Dawn Reader
Thursday, March 13, 2014
More like your mother ... or father?
Joyce and I have spent many hours together in the car--I'm guessing we've spent months together in the car (maybe even years) during our decades of travel. We take turns driving, though I (in some ways I remain my father) like to be the one who starts out, who finishes. Sometimes it's just plain stupid, what I do. For example, when we leave Becket, Mass., a place in the Berkshires where my brothers share an old farmhouse they use for weekends and summers (and is only about 20 minutes away from Mom in Lenox), I always start out driving, even though I go only about eight miles, down to the Shell station in Lee, where we gas up and get coffee at the McDonald's that shares the parking lot with Shell. From there, Joyce drives all the way to the McDonald's at the Lord's Valley exit on I-84--some 170 miles away. So why doesn't Joyce just drive the Becket-to-Lee portion, too? Because--that's why.
Anyway, on our many long car trips we do various things. Read (I often do my daily Kirkus quota of 100 pages during one of her stints), take notes on various things, laugh, remember, stare at the scenery, try to convince the Old Bladder that he really can wait a bit longer, can't he? Please ...
But we often ask each other speculative (i.e., silly) questions about various things--questions that begin with such things as What would you do if ... ? What would have happened if you had ... ? Which movie star ... ? If you had never met me, ... ? That sort of thing. Sometimes one or the other of us doesn't really want to "play," and we've both developed very intricate strategies for avoiding having to do so. (I will not reveal mine--I will definitely need them again.)
Anyway, the other evening, we were driving along in search of a Starbucks when I asked Joyce, "Are you more like your father's family--or your mother's?" And we talked a bit about how she had the fierce work ethic of the Haberkosts (her mom's side)--but then her dad was a hard worker, too. So it wasn't all that easy an answer.
My Osborn grandparents (Mom's folks) were fastidious and organized--words that in some (but not all) ways fit me. My study is far messier than my grandfather ever would have tolerated. His study was so neat it looked as if no one used it--but he used it every day. Mine's a trash heap. Still, I know where things are--pretty much. My mother was also a very organized teacher (I was, too--after a decade or so)--though Dad was a little more laid-back in his own teaching. It's not an easy question to answer, I realized.
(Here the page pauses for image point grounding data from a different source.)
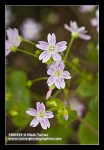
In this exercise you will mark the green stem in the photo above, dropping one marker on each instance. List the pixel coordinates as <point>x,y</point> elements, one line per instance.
<point>39,79</point>
<point>68,49</point>
<point>88,126</point>
<point>29,42</point>
<point>20,50</point>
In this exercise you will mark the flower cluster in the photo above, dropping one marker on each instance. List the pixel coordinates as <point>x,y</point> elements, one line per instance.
<point>51,49</point>
<point>41,116</point>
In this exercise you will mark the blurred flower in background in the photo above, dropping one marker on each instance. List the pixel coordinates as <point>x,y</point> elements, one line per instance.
<point>9,16</point>
<point>86,8</point>
<point>78,106</point>
<point>53,18</point>
<point>30,29</point>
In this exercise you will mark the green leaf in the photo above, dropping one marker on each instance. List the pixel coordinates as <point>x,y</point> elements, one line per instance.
<point>87,89</point>
<point>57,132</point>
<point>19,101</point>
<point>71,118</point>
<point>86,136</point>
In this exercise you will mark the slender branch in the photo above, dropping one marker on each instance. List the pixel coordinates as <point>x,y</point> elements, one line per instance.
<point>68,49</point>
<point>20,50</point>
<point>88,126</point>
<point>29,42</point>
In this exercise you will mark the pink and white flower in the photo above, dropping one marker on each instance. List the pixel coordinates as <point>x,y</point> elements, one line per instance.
<point>51,49</point>
<point>76,31</point>
<point>86,8</point>
<point>13,40</point>
<point>41,116</point>
<point>57,75</point>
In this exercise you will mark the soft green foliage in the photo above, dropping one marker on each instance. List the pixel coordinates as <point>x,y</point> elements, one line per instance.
<point>92,53</point>
<point>57,105</point>
<point>86,136</point>
<point>87,89</point>
<point>17,98</point>
<point>57,131</point>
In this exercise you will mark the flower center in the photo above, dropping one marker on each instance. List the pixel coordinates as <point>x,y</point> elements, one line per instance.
<point>41,114</point>
<point>75,34</point>
<point>52,48</point>
<point>57,73</point>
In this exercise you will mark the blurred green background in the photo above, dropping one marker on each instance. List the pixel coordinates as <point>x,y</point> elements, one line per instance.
<point>83,68</point>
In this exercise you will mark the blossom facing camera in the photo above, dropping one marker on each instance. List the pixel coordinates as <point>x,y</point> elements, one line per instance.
<point>51,49</point>
<point>41,116</point>
<point>57,75</point>
<point>76,31</point>
<point>13,40</point>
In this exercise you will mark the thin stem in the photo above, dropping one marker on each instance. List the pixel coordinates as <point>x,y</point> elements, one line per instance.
<point>68,49</point>
<point>88,126</point>
<point>29,42</point>
<point>20,50</point>
<point>56,93</point>
<point>39,79</point>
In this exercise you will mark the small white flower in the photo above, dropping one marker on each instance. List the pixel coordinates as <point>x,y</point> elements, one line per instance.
<point>57,75</point>
<point>51,48</point>
<point>76,31</point>
<point>41,116</point>
<point>31,29</point>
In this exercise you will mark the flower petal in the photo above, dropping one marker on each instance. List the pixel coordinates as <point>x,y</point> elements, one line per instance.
<point>45,56</point>
<point>53,38</point>
<point>34,122</point>
<point>56,57</point>
<point>42,46</point>
<point>81,29</point>
<point>61,44</point>
<point>51,80</point>
<point>49,114</point>
<point>7,47</point>
<point>85,37</point>
<point>40,106</point>
<point>31,112</point>
<point>62,83</point>
<point>50,71</point>
<point>49,38</point>
<point>60,65</point>
<point>68,28</point>
<point>66,75</point>
<point>61,49</point>
<point>45,123</point>
<point>57,83</point>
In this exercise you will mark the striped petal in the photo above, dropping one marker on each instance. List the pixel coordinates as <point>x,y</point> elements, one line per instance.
<point>56,57</point>
<point>31,112</point>
<point>66,75</point>
<point>45,123</point>
<point>34,122</point>
<point>51,80</point>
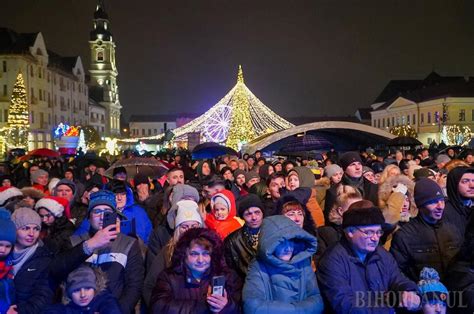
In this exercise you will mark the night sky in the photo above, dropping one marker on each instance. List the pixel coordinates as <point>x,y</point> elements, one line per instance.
<point>300,57</point>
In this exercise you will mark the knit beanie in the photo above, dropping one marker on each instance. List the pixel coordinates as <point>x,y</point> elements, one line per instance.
<point>38,173</point>
<point>187,211</point>
<point>431,289</point>
<point>141,178</point>
<point>68,183</point>
<point>102,197</point>
<point>55,204</point>
<point>366,216</point>
<point>82,277</point>
<point>248,201</point>
<point>7,227</point>
<point>348,158</point>
<point>331,170</point>
<point>251,175</point>
<point>24,216</point>
<point>8,192</point>
<point>427,191</point>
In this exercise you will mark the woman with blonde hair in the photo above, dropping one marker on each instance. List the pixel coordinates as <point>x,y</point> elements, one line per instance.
<point>389,171</point>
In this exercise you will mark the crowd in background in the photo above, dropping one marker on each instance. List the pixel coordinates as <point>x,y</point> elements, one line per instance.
<point>349,232</point>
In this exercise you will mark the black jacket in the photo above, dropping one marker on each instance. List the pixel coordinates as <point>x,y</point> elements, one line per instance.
<point>456,212</point>
<point>32,283</point>
<point>419,244</point>
<point>238,252</point>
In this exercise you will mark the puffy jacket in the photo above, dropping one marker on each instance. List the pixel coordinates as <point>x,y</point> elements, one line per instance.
<point>275,286</point>
<point>456,212</point>
<point>32,285</point>
<point>176,292</point>
<point>419,244</point>
<point>238,252</point>
<point>348,284</point>
<point>131,211</point>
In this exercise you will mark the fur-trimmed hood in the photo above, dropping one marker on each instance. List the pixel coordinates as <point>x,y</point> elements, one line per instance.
<point>385,191</point>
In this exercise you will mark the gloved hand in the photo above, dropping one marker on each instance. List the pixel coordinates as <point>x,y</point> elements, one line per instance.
<point>402,188</point>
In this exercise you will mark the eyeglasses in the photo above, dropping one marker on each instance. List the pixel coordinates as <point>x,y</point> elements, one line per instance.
<point>371,233</point>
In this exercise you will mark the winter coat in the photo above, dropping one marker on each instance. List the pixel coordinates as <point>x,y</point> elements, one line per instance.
<point>57,236</point>
<point>419,244</point>
<point>131,211</point>
<point>368,190</point>
<point>238,252</point>
<point>122,262</point>
<point>230,224</point>
<point>33,288</point>
<point>456,212</point>
<point>177,292</point>
<point>104,303</point>
<point>348,284</point>
<point>275,286</point>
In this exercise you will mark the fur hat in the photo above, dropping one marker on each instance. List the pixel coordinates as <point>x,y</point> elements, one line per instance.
<point>7,227</point>
<point>247,201</point>
<point>348,158</point>
<point>365,216</point>
<point>8,192</point>
<point>24,216</point>
<point>55,204</point>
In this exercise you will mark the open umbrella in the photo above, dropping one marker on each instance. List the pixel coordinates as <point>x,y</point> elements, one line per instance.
<point>404,141</point>
<point>149,166</point>
<point>211,150</point>
<point>41,152</point>
<point>307,142</point>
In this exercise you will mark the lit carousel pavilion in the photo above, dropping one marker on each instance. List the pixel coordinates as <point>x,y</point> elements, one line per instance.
<point>237,119</point>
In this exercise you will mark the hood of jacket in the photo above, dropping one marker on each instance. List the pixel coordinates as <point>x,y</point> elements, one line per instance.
<point>454,176</point>
<point>277,229</point>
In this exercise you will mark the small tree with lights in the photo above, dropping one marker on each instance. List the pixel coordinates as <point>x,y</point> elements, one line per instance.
<point>18,117</point>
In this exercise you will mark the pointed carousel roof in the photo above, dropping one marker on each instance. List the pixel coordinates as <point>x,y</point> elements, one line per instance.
<point>237,118</point>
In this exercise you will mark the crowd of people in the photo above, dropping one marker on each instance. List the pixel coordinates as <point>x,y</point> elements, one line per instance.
<point>351,232</point>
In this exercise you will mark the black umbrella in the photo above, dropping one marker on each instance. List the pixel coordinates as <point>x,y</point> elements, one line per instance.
<point>404,141</point>
<point>307,142</point>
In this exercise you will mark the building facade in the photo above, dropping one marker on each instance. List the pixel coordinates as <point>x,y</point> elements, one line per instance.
<point>56,88</point>
<point>426,105</point>
<point>103,71</point>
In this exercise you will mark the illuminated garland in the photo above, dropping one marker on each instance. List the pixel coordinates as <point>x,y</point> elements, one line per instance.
<point>241,128</point>
<point>18,116</point>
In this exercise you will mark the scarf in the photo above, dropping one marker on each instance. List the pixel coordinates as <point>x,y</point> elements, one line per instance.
<point>20,257</point>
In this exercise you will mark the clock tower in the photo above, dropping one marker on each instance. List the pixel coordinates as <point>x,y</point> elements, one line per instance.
<point>103,70</point>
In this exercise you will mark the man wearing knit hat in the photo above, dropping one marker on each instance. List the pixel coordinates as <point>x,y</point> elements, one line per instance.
<point>351,163</point>
<point>427,240</point>
<point>356,273</point>
<point>240,247</point>
<point>116,254</point>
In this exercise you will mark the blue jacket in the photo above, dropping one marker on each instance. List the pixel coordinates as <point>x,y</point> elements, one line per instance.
<point>131,211</point>
<point>274,286</point>
<point>350,285</point>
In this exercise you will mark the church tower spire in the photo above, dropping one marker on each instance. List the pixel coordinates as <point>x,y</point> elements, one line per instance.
<point>103,69</point>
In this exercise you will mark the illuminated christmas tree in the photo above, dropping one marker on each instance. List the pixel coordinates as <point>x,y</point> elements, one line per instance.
<point>18,116</point>
<point>241,129</point>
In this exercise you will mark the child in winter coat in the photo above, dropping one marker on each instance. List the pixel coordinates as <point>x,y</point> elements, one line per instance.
<point>85,287</point>
<point>7,240</point>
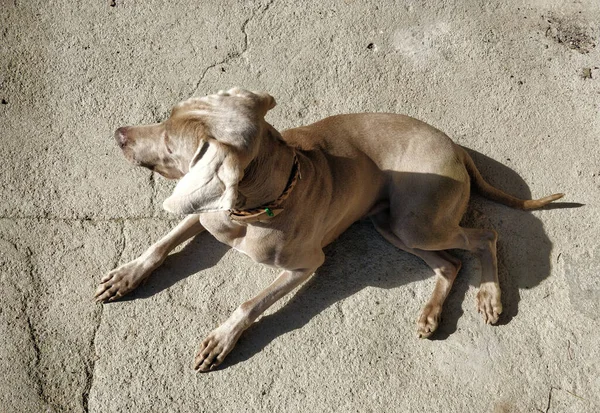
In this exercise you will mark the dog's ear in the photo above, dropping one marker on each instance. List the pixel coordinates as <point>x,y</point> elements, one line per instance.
<point>211,183</point>
<point>236,117</point>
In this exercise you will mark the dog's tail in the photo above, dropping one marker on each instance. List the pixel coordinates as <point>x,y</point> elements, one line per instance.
<point>499,196</point>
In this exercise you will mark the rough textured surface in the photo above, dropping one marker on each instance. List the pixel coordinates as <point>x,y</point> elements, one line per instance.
<point>516,81</point>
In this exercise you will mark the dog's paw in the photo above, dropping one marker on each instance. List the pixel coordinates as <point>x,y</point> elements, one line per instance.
<point>121,281</point>
<point>215,348</point>
<point>428,320</point>
<point>488,302</point>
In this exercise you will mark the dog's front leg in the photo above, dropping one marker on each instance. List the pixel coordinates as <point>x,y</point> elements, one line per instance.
<point>128,276</point>
<point>221,341</point>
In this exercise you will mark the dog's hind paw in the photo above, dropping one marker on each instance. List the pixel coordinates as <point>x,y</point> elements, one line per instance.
<point>488,302</point>
<point>428,320</point>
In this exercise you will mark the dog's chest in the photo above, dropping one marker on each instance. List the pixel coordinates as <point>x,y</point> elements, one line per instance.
<point>263,245</point>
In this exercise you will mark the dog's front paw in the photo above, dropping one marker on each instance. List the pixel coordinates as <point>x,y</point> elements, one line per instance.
<point>428,320</point>
<point>121,281</point>
<point>488,302</point>
<point>215,348</point>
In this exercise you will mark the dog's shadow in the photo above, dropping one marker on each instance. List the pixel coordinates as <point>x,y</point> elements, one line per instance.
<point>362,258</point>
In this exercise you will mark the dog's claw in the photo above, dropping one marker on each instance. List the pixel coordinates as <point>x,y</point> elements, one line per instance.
<point>488,303</point>
<point>428,320</point>
<point>120,281</point>
<point>214,349</point>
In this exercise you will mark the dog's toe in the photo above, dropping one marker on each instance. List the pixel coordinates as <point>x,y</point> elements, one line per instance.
<point>489,304</point>
<point>214,349</point>
<point>428,320</point>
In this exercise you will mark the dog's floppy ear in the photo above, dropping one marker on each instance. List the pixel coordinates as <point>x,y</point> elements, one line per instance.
<point>236,116</point>
<point>211,183</point>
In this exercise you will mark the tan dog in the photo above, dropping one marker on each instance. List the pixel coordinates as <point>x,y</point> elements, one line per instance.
<point>281,198</point>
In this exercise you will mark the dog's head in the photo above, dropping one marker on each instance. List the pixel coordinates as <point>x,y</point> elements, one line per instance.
<point>207,142</point>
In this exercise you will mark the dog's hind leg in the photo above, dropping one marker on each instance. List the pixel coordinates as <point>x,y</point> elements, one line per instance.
<point>482,242</point>
<point>444,265</point>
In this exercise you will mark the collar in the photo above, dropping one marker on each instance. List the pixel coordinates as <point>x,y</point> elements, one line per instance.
<point>270,209</point>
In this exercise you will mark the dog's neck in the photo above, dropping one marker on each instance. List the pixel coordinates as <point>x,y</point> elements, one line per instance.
<point>268,174</point>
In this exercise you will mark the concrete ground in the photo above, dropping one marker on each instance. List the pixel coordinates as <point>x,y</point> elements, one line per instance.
<point>516,81</point>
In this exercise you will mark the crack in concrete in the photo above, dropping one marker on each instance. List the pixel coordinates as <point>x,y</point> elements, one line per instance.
<point>234,55</point>
<point>87,219</point>
<point>27,298</point>
<point>90,369</point>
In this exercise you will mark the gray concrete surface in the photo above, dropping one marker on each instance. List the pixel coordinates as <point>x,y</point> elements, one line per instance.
<point>516,81</point>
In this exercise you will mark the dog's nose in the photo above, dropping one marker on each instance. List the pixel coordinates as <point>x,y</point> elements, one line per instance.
<point>121,137</point>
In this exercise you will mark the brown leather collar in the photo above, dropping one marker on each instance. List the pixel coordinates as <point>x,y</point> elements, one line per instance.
<point>271,209</point>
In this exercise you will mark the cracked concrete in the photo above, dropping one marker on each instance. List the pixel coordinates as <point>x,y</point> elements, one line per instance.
<point>517,82</point>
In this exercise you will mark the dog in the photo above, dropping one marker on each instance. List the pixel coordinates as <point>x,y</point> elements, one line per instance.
<point>281,197</point>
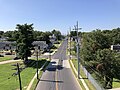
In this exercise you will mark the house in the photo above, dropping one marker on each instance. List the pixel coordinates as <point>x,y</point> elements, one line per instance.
<point>7,45</point>
<point>41,44</point>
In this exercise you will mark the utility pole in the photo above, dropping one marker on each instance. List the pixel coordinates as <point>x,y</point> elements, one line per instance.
<point>78,56</point>
<point>19,76</point>
<point>37,63</point>
<point>70,43</point>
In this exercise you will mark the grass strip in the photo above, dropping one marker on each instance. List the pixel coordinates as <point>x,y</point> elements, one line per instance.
<point>5,58</point>
<point>9,82</point>
<point>89,84</point>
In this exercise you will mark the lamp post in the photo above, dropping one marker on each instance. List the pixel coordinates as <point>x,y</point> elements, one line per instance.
<point>78,56</point>
<point>37,54</point>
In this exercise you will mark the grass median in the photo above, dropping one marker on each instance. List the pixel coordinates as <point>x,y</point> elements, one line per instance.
<point>90,86</point>
<point>5,58</point>
<point>9,82</point>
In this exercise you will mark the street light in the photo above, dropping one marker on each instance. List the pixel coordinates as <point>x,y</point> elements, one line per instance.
<point>78,56</point>
<point>37,54</point>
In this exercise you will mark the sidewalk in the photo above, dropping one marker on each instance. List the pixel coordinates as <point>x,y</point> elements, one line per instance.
<point>9,61</point>
<point>114,89</point>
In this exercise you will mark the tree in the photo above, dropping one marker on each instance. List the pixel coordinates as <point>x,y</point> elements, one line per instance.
<point>24,40</point>
<point>106,59</point>
<point>57,34</point>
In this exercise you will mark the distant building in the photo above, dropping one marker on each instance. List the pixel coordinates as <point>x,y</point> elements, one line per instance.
<point>52,39</point>
<point>115,47</point>
<point>41,44</point>
<point>7,45</point>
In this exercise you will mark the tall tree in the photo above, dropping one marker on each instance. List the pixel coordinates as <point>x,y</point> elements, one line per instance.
<point>57,34</point>
<point>24,40</point>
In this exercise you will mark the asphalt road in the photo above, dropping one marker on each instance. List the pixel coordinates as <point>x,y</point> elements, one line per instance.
<point>58,75</point>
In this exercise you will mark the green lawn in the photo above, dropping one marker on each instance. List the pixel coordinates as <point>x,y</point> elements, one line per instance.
<point>5,58</point>
<point>9,82</point>
<point>90,86</point>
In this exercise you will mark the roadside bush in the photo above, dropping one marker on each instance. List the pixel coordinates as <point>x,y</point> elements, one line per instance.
<point>1,55</point>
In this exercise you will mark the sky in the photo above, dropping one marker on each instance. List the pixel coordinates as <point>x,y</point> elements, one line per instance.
<point>47,15</point>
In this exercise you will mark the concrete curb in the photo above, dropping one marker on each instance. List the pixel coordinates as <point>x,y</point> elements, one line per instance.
<point>83,82</point>
<point>35,76</point>
<point>9,61</point>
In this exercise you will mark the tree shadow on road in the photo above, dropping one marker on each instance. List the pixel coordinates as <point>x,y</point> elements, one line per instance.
<point>33,63</point>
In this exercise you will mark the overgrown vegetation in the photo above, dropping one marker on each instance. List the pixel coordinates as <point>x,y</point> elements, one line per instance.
<point>96,56</point>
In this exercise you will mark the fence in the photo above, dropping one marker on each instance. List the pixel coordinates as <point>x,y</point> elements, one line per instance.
<point>91,79</point>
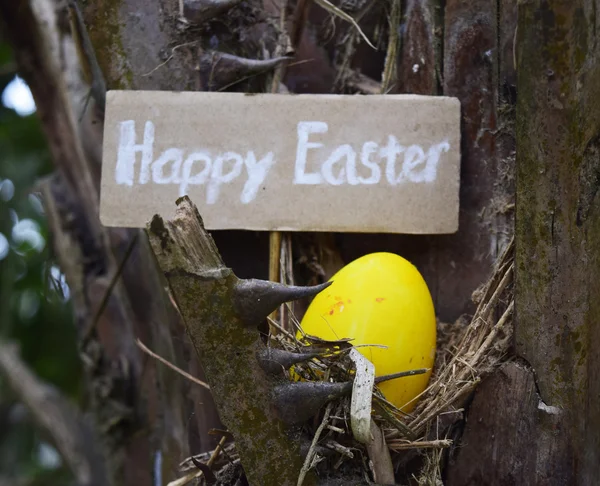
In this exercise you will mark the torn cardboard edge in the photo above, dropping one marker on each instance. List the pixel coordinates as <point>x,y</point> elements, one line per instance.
<point>345,163</point>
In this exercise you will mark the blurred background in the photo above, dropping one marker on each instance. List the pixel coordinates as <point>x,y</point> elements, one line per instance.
<point>35,310</point>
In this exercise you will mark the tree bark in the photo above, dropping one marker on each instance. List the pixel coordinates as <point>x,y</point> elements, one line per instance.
<point>537,422</point>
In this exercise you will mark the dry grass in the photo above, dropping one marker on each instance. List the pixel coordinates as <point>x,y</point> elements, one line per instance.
<point>467,352</point>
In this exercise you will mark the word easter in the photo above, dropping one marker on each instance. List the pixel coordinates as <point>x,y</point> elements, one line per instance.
<point>290,163</point>
<point>175,166</point>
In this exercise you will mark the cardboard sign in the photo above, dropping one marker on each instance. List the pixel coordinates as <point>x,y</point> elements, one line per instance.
<point>347,163</point>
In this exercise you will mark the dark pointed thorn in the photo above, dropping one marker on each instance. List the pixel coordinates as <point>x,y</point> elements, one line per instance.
<point>255,299</point>
<point>274,361</point>
<point>199,11</point>
<point>219,70</point>
<point>401,374</point>
<point>295,403</point>
<point>206,470</point>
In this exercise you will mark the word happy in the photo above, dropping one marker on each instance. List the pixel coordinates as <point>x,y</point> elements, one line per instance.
<point>390,163</point>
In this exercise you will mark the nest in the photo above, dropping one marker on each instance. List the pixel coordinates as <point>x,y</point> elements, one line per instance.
<point>414,445</point>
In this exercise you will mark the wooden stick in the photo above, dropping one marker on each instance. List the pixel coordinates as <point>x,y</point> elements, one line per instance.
<point>274,268</point>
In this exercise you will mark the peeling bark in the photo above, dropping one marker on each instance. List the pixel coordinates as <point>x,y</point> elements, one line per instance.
<point>228,344</point>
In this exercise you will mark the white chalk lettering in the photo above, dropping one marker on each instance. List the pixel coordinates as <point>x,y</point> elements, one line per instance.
<point>173,156</point>
<point>304,130</point>
<point>125,169</point>
<point>368,149</point>
<point>343,151</point>
<point>390,153</point>
<point>333,164</point>
<point>200,177</point>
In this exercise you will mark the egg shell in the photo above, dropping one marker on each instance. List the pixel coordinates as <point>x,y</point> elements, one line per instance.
<point>381,299</point>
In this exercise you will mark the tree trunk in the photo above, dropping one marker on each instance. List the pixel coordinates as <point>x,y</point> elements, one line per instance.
<point>543,411</point>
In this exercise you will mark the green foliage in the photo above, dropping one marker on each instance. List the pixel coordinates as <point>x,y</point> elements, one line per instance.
<point>35,311</point>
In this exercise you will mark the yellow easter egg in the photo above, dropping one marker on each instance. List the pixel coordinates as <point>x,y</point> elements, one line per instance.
<point>381,299</point>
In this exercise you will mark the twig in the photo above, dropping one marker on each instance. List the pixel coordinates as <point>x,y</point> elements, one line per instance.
<point>390,58</point>
<point>343,15</point>
<point>105,298</point>
<point>313,446</point>
<point>143,347</point>
<point>185,44</point>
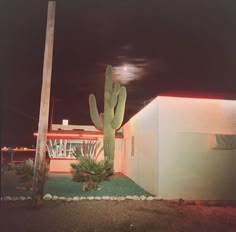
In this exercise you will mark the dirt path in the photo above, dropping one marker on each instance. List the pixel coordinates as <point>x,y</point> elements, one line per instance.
<point>101,216</point>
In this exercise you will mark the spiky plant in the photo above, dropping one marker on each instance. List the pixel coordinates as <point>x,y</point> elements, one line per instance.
<point>89,169</point>
<point>111,119</point>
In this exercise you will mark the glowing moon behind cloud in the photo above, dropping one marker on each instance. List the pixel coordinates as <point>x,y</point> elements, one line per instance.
<point>127,73</point>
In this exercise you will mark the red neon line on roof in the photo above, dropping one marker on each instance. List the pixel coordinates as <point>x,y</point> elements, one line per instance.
<point>71,135</point>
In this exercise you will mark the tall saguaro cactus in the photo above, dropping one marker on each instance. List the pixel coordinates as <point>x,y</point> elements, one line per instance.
<point>112,118</point>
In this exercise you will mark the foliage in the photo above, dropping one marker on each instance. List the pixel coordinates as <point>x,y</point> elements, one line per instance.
<point>90,169</point>
<point>25,169</point>
<point>111,119</point>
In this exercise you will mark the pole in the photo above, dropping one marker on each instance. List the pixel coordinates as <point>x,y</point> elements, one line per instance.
<point>52,111</point>
<point>39,166</point>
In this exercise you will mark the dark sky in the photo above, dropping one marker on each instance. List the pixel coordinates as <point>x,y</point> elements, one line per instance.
<point>166,46</point>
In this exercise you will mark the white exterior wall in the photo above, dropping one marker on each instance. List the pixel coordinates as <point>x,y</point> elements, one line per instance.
<point>143,166</point>
<point>189,167</point>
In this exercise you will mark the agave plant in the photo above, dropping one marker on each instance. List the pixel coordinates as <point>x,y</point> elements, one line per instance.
<point>90,169</point>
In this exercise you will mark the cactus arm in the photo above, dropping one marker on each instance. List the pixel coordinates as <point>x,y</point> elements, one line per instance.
<point>115,93</point>
<point>102,117</point>
<point>108,80</point>
<point>120,109</point>
<point>94,112</point>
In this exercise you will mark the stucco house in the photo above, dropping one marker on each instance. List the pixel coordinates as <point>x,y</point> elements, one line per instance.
<point>178,147</point>
<point>175,147</point>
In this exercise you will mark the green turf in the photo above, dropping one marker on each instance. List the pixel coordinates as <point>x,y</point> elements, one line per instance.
<point>62,185</point>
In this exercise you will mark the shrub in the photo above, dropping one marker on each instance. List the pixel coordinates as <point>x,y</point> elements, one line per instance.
<point>89,169</point>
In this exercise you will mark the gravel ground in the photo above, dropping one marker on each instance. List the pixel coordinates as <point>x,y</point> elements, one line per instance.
<point>101,216</point>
And then I figured out an evolutionary answer. In that same conversation, I had said to Joyce, "Just think how many simians had to survive for you and me to be here." Yes, countless protohumans (all of whom would snort in derision at my lifestyle) had to live long enough to reproduce--surviving illness, injury, accident, assaults, falling trees, hungry predators, etc. It's--to coin a phrase--mind-boggling, the unlikelihood that I'm here. If just one of them had misjudged a leap and landed in the lion's mouth, well, I wouldn't be here--and neither would a gajillion other people.*
Then another thought. Maybe you fall in love with someone who shares a common ancestor. Well, of course, we all do that, but I mean one a little farther down the ladder. Suppose love is, in one sense, kinship recognition? We already have expressions for it--a soulmate, a kindred spirit, and the like. Maybe those expressions mean something a bit more literal?
I've known since 1969--when I met her--that Joyce and I were, in fundamental ways, kin. Maybe we actually are, as well ... ?! Next car trip we'll talk about it. Unless one of us doesn't want to play.
*I actually have an event like this in my family history--a necessary Dyer escaping from Indian captivity. I'll write about that soon.